En Corse, le rachat de Casino vire au casse-tête

A l'heure actuelle, les magasins de l’enseigne en Corse sont réunis au sein de groupe autonome Codim 2. Le syndicat majoritaire et l’Assemblée de Corse excluent l’idée d’une cession à la découpe, tout comme la remise en cause des acquis sociaux, plus avantageux que ceux des salariés du continent. Cette situation particulière complique les volontés des repreneurs potentiels.
Dans l'île, on dénombre 13 magasins au total (Photo d'illustration).
Dans l'île, on dénombre 13 magasins au total (Photo d'illustration). (Crédits : STEPHANE MAHE)

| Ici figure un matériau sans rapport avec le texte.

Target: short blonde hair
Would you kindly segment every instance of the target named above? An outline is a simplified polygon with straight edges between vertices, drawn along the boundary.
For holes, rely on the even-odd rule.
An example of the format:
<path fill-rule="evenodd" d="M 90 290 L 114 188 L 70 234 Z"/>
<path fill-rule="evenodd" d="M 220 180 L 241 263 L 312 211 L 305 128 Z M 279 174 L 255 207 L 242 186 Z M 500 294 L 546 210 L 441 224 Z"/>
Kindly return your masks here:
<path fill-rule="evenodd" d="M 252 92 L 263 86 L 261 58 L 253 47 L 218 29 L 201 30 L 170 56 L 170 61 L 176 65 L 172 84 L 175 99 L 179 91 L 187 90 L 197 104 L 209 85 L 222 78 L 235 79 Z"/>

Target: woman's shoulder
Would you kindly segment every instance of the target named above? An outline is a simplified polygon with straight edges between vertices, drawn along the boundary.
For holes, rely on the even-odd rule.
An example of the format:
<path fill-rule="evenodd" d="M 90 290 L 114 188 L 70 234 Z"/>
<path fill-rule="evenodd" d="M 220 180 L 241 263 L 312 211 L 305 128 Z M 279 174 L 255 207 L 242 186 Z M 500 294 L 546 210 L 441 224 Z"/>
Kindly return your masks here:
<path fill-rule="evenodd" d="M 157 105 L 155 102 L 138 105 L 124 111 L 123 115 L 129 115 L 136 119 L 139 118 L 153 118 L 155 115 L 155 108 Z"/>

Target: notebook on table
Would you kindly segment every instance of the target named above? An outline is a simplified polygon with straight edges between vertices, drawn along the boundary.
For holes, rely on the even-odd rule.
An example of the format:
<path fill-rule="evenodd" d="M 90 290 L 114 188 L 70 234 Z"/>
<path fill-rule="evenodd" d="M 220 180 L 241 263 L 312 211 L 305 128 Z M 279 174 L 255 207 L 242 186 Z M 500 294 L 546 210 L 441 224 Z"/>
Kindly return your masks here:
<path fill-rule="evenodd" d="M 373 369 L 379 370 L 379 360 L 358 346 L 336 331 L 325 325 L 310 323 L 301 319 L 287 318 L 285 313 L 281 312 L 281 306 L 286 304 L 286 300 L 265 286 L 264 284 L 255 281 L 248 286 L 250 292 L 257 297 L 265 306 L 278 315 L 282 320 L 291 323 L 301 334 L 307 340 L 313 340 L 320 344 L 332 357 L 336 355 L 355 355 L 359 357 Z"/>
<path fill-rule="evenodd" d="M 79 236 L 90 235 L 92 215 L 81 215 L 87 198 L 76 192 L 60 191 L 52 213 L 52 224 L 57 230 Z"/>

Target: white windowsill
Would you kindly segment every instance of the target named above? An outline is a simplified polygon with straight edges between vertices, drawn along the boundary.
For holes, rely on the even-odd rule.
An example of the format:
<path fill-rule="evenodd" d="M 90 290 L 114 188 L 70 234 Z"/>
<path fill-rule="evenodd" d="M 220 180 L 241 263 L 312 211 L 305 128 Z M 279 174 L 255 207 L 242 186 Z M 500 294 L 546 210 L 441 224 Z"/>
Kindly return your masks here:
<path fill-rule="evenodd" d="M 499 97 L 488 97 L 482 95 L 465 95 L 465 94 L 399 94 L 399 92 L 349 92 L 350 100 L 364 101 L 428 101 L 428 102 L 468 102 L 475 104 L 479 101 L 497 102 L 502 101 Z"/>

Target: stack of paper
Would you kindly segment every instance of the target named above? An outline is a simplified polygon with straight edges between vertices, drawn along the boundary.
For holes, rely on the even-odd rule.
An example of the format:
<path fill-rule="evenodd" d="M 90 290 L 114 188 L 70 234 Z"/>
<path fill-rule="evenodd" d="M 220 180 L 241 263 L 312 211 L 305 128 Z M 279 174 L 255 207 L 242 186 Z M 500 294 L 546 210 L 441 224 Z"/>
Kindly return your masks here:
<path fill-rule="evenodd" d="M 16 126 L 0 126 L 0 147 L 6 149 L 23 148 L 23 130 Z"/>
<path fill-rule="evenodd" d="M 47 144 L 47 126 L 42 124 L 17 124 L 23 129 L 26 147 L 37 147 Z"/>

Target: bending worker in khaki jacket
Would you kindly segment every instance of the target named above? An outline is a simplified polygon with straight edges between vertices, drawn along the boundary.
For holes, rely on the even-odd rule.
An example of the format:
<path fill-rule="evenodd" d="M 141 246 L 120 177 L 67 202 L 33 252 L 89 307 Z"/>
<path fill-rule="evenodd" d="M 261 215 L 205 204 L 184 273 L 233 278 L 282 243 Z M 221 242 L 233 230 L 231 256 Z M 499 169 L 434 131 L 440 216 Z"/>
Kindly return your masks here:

Happé par la spirale d'un endettement abyssal - qui cumule à 7 milliards d'euros - le groupe Casino France s'est résigné à se séparer de ses 288 supermarchés et hypermarchés. Les magasins en Corse n'échappent pas à cette vente. Dans l'île, on dénombre 13 magasins au total, dont 4 hypermarchés, 9 supermarchés auxquels s'ajoutent 3 cash et 2 drives. Ils sont détenus par le groupe Codim 2. Si ce dernier est rattaché à la maison-mère, il dispose d'un statut particulier.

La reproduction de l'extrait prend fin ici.